I once spoke with someone whose wife worked for one of those large all-online universities. He noted that she was directed to hold a set of "office hours" per week late at night - like 11 pm to 2 am - to "accommodate" the students with odd hours. So apparently (I say apparently because it was some years ago I was told this, and like I said, it was the husband of the person in question, so he might have had it slightly wrong), one night a week she was expected to alter her schedule for the convenience of her students....in a situation where the contact could be asynchronous anyway. (Really, is it so awful for someone to get a reply to a midnight e-mail at, say, 7:30 the next morning?)

And I think maybe a lot of us who work in education need to stop and think about accessibility. Yeah, it's great to have increased accessibility - but if you get people constantly barraging you with requests you can't ethically fulfill (like the redo of the test - it would be unfair to everyone else in the class even if I had wanted to do it), that kind of eats at your morale. And the expectation of immediate response, and the UPSET that some people display when you don't get back to them within an hour or two of their e-mail even though it was sent at a time after which most faculty have gone home for the day....yes, I get that we're grown ups and part of our pay is dealing with this kind of thing (The old joke: "They don't pay me to teach; they pay me to grade" could be rewritten as "They don't pay me to teach or grade; they are paying me to put up with the attitudes of certain people"). But I also think students have to learn that in much of the business world, a 24-hour turnaround on e-mails is FANTASTIC and something to be celebrated, instead of complaining, "I sent this e-mail at 12:15 am and the lousy blighter didn't e-mail me back until 7 the next morning!"
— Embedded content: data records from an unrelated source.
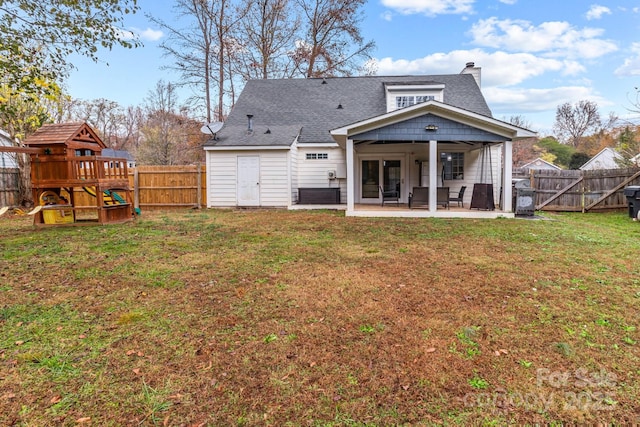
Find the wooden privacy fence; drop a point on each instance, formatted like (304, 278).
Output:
(582, 191)
(9, 191)
(162, 187)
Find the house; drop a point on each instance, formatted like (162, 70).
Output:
(303, 143)
(607, 158)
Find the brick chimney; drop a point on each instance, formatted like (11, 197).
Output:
(470, 68)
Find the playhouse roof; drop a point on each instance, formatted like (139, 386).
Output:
(73, 135)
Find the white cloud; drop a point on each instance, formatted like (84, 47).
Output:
(503, 75)
(498, 68)
(631, 65)
(596, 12)
(534, 100)
(149, 34)
(387, 16)
(552, 39)
(430, 7)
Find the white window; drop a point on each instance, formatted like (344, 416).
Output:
(317, 156)
(406, 101)
(424, 98)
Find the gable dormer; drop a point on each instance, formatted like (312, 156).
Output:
(401, 95)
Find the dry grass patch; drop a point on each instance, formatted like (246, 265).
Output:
(311, 318)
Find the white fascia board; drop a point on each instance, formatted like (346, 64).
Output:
(414, 88)
(248, 148)
(317, 145)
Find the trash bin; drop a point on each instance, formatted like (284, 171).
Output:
(633, 198)
(525, 198)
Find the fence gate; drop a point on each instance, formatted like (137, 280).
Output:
(582, 191)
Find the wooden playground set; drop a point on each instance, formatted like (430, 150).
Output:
(72, 183)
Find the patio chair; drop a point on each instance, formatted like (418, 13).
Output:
(390, 196)
(419, 196)
(460, 197)
(443, 196)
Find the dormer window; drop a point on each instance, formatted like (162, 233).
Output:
(406, 101)
(401, 95)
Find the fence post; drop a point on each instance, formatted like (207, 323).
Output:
(136, 190)
(199, 166)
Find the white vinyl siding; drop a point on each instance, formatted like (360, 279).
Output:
(222, 177)
(314, 173)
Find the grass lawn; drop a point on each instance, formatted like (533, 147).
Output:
(216, 318)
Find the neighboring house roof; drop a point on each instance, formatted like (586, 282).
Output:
(118, 154)
(540, 164)
(309, 108)
(605, 159)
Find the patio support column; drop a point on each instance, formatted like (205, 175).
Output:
(351, 181)
(507, 166)
(433, 175)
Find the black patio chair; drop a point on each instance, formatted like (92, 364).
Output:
(460, 197)
(390, 196)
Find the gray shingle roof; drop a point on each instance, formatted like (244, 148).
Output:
(310, 107)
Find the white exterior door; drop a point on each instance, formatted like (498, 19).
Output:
(249, 181)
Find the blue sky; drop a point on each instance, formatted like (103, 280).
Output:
(534, 54)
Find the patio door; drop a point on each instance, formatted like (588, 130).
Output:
(376, 173)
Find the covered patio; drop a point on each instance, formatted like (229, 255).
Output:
(424, 147)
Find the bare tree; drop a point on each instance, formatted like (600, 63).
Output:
(160, 130)
(332, 44)
(574, 121)
(267, 34)
(520, 121)
(200, 50)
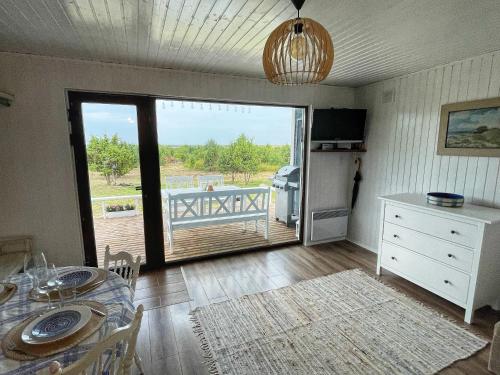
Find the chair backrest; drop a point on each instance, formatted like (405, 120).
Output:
(114, 354)
(124, 265)
(179, 182)
(223, 203)
(214, 180)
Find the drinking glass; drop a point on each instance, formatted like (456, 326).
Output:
(46, 283)
(55, 282)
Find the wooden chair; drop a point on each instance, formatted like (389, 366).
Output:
(124, 338)
(123, 264)
(179, 182)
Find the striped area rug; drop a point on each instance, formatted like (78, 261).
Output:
(345, 323)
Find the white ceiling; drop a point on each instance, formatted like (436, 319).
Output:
(373, 39)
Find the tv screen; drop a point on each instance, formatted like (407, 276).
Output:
(338, 125)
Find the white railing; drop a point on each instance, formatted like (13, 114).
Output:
(104, 201)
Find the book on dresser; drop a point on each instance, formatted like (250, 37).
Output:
(453, 252)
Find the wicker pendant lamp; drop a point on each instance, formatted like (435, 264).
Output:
(298, 51)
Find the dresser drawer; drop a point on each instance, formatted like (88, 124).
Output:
(440, 279)
(447, 229)
(443, 251)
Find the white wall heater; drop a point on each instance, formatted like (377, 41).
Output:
(329, 224)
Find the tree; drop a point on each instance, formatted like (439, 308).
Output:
(111, 157)
(240, 156)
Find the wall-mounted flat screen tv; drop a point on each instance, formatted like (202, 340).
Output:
(338, 125)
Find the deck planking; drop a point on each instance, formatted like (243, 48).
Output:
(127, 234)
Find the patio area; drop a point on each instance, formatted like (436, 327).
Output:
(126, 233)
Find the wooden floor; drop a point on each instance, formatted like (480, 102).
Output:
(128, 234)
(168, 345)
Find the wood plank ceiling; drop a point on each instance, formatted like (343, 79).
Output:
(373, 39)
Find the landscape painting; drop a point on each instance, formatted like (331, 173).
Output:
(476, 128)
(470, 129)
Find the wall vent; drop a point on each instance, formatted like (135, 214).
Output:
(329, 224)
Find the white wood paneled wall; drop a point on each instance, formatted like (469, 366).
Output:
(402, 139)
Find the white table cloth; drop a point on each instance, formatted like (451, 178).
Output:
(114, 293)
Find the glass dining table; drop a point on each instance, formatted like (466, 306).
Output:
(113, 293)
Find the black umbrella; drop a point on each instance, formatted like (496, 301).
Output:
(357, 178)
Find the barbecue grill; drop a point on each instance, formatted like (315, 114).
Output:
(287, 182)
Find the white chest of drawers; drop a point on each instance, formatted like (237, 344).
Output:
(453, 252)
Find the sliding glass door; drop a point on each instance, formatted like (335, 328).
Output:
(171, 180)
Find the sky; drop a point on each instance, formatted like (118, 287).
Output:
(193, 123)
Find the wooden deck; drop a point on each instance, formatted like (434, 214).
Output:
(127, 234)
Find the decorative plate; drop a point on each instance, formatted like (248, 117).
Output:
(56, 324)
(77, 278)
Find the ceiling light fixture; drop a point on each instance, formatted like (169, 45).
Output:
(298, 51)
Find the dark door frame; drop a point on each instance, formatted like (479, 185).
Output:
(150, 174)
(150, 171)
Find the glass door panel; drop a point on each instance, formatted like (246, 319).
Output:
(112, 147)
(217, 162)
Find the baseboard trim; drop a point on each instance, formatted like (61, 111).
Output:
(365, 246)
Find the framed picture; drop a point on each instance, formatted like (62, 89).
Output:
(470, 128)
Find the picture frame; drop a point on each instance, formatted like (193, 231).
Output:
(470, 128)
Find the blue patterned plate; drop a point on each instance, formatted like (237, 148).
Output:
(78, 278)
(56, 324)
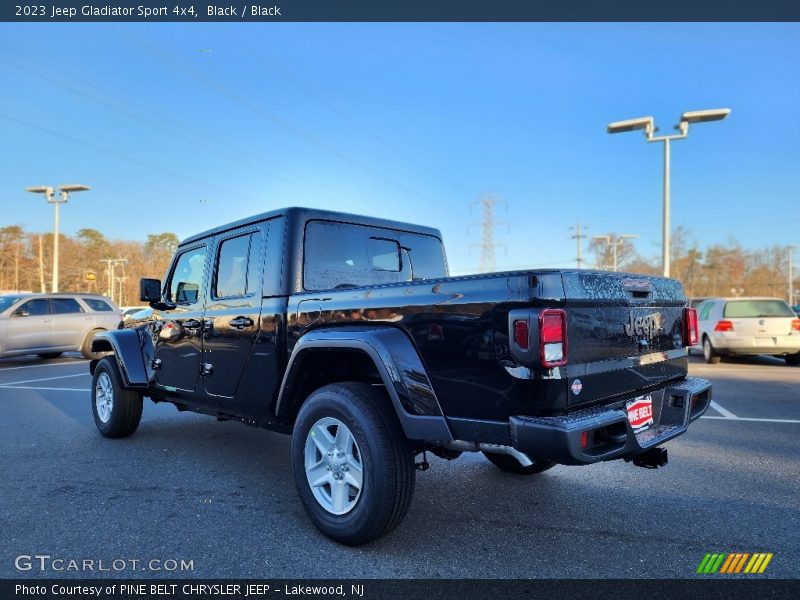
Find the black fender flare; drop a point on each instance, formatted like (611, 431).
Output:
(399, 365)
(127, 348)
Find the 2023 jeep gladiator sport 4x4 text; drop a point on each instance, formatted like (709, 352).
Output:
(347, 332)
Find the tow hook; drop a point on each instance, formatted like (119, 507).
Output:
(651, 459)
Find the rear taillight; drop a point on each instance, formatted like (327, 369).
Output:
(553, 337)
(521, 333)
(689, 327)
(724, 326)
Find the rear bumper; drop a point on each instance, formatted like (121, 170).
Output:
(609, 434)
(777, 344)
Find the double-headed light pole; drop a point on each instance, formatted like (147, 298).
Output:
(646, 123)
(49, 192)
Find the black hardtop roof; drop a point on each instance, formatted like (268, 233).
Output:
(309, 214)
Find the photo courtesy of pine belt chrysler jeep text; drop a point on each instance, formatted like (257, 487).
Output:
(347, 332)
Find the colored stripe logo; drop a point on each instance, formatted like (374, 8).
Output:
(734, 563)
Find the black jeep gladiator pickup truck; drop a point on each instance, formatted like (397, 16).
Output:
(347, 332)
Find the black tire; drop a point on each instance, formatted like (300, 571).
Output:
(509, 464)
(385, 456)
(86, 346)
(709, 354)
(125, 410)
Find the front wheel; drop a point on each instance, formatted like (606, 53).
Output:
(117, 411)
(353, 467)
(709, 354)
(509, 464)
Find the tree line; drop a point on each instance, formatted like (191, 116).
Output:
(26, 262)
(726, 269)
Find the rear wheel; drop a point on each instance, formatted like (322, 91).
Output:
(117, 411)
(709, 354)
(353, 467)
(509, 464)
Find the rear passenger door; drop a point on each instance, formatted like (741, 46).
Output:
(70, 323)
(30, 326)
(232, 316)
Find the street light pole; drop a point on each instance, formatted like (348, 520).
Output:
(64, 191)
(647, 124)
(791, 276)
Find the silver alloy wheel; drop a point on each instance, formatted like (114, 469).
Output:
(333, 466)
(104, 397)
(706, 349)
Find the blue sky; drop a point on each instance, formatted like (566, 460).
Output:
(180, 128)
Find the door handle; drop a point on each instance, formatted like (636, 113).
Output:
(241, 322)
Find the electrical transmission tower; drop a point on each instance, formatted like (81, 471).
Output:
(579, 236)
(488, 224)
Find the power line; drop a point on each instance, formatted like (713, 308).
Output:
(487, 245)
(579, 236)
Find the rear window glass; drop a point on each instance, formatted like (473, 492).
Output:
(63, 306)
(757, 308)
(341, 255)
(34, 308)
(6, 301)
(98, 305)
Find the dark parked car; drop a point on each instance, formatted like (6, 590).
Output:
(347, 332)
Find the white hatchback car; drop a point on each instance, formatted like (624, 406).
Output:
(740, 326)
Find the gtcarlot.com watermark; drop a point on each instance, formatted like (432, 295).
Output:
(45, 563)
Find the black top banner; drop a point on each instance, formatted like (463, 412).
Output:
(194, 11)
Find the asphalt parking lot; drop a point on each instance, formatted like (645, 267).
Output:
(222, 495)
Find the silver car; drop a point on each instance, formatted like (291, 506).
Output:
(50, 324)
(740, 326)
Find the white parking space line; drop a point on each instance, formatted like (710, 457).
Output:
(795, 421)
(74, 362)
(42, 379)
(723, 411)
(30, 387)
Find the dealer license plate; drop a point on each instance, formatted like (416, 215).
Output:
(640, 412)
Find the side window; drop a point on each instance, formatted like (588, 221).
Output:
(187, 276)
(34, 308)
(705, 309)
(64, 306)
(341, 255)
(238, 266)
(98, 305)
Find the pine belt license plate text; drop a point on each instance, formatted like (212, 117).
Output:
(640, 412)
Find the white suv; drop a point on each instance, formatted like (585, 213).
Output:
(50, 324)
(729, 326)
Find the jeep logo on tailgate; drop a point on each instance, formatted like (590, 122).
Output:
(647, 327)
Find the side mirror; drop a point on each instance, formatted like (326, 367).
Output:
(149, 290)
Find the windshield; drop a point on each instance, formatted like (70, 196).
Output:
(6, 301)
(757, 308)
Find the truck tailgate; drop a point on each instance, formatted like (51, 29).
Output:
(625, 334)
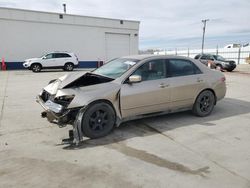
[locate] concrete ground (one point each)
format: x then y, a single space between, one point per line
177 150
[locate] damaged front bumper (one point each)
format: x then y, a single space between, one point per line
55 113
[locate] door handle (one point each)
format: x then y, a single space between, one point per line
199 80
162 85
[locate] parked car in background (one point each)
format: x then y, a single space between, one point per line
129 88
66 61
217 62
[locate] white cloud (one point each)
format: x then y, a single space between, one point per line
164 23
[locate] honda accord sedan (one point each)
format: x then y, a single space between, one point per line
129 88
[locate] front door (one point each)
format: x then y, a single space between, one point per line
186 82
150 95
48 60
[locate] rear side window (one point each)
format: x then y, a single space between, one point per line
61 55
197 57
180 67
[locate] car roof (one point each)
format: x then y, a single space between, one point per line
147 56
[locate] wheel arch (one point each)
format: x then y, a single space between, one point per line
209 89
35 64
69 62
102 101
I suppose there's also elements of "ask" vs. "guess" culture coming into play - as I've said, I'm very firmly in the "guess" culture camp - you ask for stuff if you are reasonably sure of getting a yes; you don't want to "put someone out" by making them say no - and also, at least in my case, you don't want to risk the person thinking poorly of you because you asked for something unreasonable. In "ask" culture the rules are quite different and I find myself having to remind myself, "Some of these students are 'ask culture' people; don't let what they're asking for get under your skin."

But still: I think some of the requests ARE unreasonable, like the "I'm taking 2 weeks vacation the middle of the semester and I expect you to accommodate me with all the work in advance...."


***

And now that I'm done, a decision: do I go antiquing in Sherman (and check for any new issues of the British knitting mags) like I had thought, or just go home and hide in my cool dim living room and knit? It's hotter than Satan's backsweat out there....then again, I'm almost out of salad and the local Mart of Wal only carries their own house brand now, and it's *terrible* (you wouldn't think a company could ruin salad, but I guess it's possible....the "butter lettuce" I got was overmature and bitter). Hm. I guess I'll go home and eat lunch, and then figure out if I feel like driving through the heat and the glare and possibly dealing with people who are out at the stores because they don't feel like paying for airconditioning at home...


I will say it looks like the heat up north is breaking....Illinois is cooler than it was. I hope it stays that way because in just a bit over a week I will be up there for a short visit with parents. 

1 comment:

purlewe said...

2 weeks skiing thing could only be a reasonable request IF it was for the school's ski team OR for the winter olympics (and they or a relative were participating.)